Thanks Vinlander. I think I will only use the crab apples for jelly. Am I right in thinking that the date when everything flowers is the key consideration, so if Bramleys are in blossom in May then I want my other apple varieties to be doing the same.
Hi Galette,
Yes, the big issue is timing so do use the RHS groups, but on top of that a few of the most popular varieties accept pollen but don't make any (triploids) - beyond that there are so few genuinely incompatible pollen makers that you would be very unlucky to plant just two of those and nothing else.
Incidentally the right pollen groups guarantee the maximum overlap of flowers, but they are wider than that, so adjacent groups can still work - just less reliably. If you only want to grow 2 types for market, then choose from the same pollen group. If you want just one type of tree then adding one crab is the neatest solution as long as it is close enough to all of them.
If like me you want a range of ripening times then you may end up with enough different apples to remove the risks.

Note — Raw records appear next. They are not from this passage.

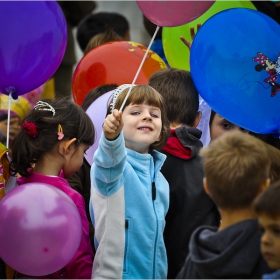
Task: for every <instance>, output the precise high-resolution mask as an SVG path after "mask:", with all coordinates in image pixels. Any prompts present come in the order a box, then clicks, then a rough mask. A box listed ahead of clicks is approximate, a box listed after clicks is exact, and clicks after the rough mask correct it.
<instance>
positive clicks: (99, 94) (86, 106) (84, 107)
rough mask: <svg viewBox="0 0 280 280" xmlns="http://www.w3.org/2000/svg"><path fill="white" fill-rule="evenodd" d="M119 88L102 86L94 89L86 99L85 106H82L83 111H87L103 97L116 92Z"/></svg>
mask: <svg viewBox="0 0 280 280" xmlns="http://www.w3.org/2000/svg"><path fill="white" fill-rule="evenodd" d="M117 87H118V85H117V84H105V85H102V86H98V87H96V88H94V89H92V90H91V91H90V92H89V93H88V94H87V95H86V97H85V99H84V101H83V104H82V105H81V107H82V109H83V110H84V111H86V110H87V109H88V107H89V106H90V105H91V104H92V103H93V102H94V101H95V100H96V99H97V98H98V97H100V96H101V95H103V94H105V93H106V92H109V91H111V90H114V89H116V88H117Z"/></svg>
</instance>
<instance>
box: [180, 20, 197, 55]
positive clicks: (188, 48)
mask: <svg viewBox="0 0 280 280" xmlns="http://www.w3.org/2000/svg"><path fill="white" fill-rule="evenodd" d="M200 27H201V24H200V23H198V24H197V30H196V32H197V31H198V29H199V28H200ZM190 34H191V38H192V41H193V39H194V36H195V34H196V33H195V32H194V27H193V26H192V27H191V28H190ZM180 39H181V41H182V42H183V43H184V44H185V45H186V46H187V47H188V49H189V50H191V46H192V41H191V42H189V41H188V40H187V39H186V38H184V37H183V36H180Z"/></svg>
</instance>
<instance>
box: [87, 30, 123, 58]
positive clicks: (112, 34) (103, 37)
mask: <svg viewBox="0 0 280 280" xmlns="http://www.w3.org/2000/svg"><path fill="white" fill-rule="evenodd" d="M123 40H124V39H123V37H121V36H119V35H118V34H117V33H116V32H115V31H114V30H113V29H112V28H111V27H108V26H107V27H106V30H105V31H104V32H103V33H99V34H96V35H95V36H93V37H92V38H91V39H90V40H89V42H88V44H87V46H86V48H85V50H84V55H86V54H87V53H88V52H90V51H91V50H93V49H94V48H96V47H98V46H100V45H102V44H105V43H108V42H113V41H123Z"/></svg>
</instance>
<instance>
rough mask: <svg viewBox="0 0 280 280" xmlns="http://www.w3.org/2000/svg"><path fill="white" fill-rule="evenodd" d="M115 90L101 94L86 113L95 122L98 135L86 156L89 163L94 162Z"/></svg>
mask: <svg viewBox="0 0 280 280" xmlns="http://www.w3.org/2000/svg"><path fill="white" fill-rule="evenodd" d="M113 92H114V91H113V90H112V91H109V92H106V93H105V94H103V95H101V96H100V97H98V98H97V99H96V100H95V101H94V102H93V103H92V104H91V105H90V106H89V107H88V109H87V110H86V113H87V114H88V116H89V117H90V119H91V121H92V122H93V125H94V129H95V136H96V137H95V141H94V144H93V145H92V146H90V147H89V149H88V150H87V153H86V155H85V158H86V160H87V162H88V163H89V165H92V164H93V155H94V153H95V151H96V150H97V148H98V144H99V139H100V136H101V133H102V125H103V123H104V120H105V118H106V113H107V108H108V105H109V102H110V100H111V96H112V94H113Z"/></svg>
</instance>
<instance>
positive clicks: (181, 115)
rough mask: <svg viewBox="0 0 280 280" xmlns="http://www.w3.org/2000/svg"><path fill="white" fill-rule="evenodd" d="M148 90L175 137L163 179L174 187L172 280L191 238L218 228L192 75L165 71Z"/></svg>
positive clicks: (168, 259)
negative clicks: (205, 161)
mask: <svg viewBox="0 0 280 280" xmlns="http://www.w3.org/2000/svg"><path fill="white" fill-rule="evenodd" d="M149 85H150V86H152V87H153V88H154V89H156V90H157V91H158V92H159V93H160V94H161V95H162V96H163V97H164V100H165V104H166V110H167V118H168V120H169V122H170V127H171V133H170V137H169V139H168V142H167V144H166V145H165V147H164V148H163V149H162V152H163V153H164V154H165V155H166V156H167V159H166V161H165V163H164V164H163V167H162V170H161V171H162V174H163V175H164V176H165V178H166V179H167V181H168V183H169V186H170V206H169V210H168V213H167V215H166V226H165V230H164V241H165V246H166V250H167V260H168V278H169V279H174V278H175V277H176V275H177V274H178V272H179V270H180V269H181V267H182V266H183V264H184V261H185V258H186V257H187V254H188V252H189V240H190V237H191V234H192V232H193V231H194V230H195V229H196V228H197V227H199V226H202V225H209V226H219V223H220V217H219V213H218V210H217V208H216V206H215V204H214V203H213V202H212V200H211V199H210V197H209V196H208V195H207V194H206V193H205V191H204V189H203V177H204V172H203V165H202V162H201V158H200V157H199V151H200V149H201V148H202V142H201V141H200V140H199V139H200V136H201V133H202V132H201V131H200V130H198V129H196V126H197V125H198V123H199V120H200V117H201V113H200V112H198V108H199V95H198V92H197V90H196V88H195V86H194V83H193V80H192V77H191V75H190V72H188V71H185V70H179V69H173V68H169V69H161V70H159V71H157V72H155V73H154V74H152V75H151V77H150V80H149Z"/></svg>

I think the main reason crab apples make good jelly is their pectin content. It's only a guess, but I suspect they all have lots, and I don't think pectin has a taste, so there's no reason a crab apple that tastes good raw would make an inferior jelly - though I know a lot of people enjoy extra tartness in a jelly.
For cider (and many cider varieties are closer to crabs than eaters) the best mix includes sharp, astringent/bitter and sweet types - mirroring the importance of the sweet/sharp/toasted/bitterness balance that makes beers and ales so interesting (and bog standard lagers so disappointing).
I have a vague recollection that some cider varieties also have a usefully longer flowering period than eaters and cookers - but I can't pin down the source.
Cheers.
PS. I grow hardly any earlies because the flavour changes so rapidly at that time of year that they are disappointing unless you can eat them all off the tree or very soon after. I like a sharp crisp apple with a well developed flavour so my trees range from lateish to very late. On the other hand I eat them ASAP while that flavour is there - I almost totally ignore the storage idea - I'd rather juice them at their peak than let them get softer and sweeter. Apples from NZ etc. in April are so much better than being disappointed by my own stored apples - with the possible exception of Sturmers.
BTW ex-pats in France grow Bramleys almost exclusively as a zingy eater. I try that here but they tend to fall off while they are still green.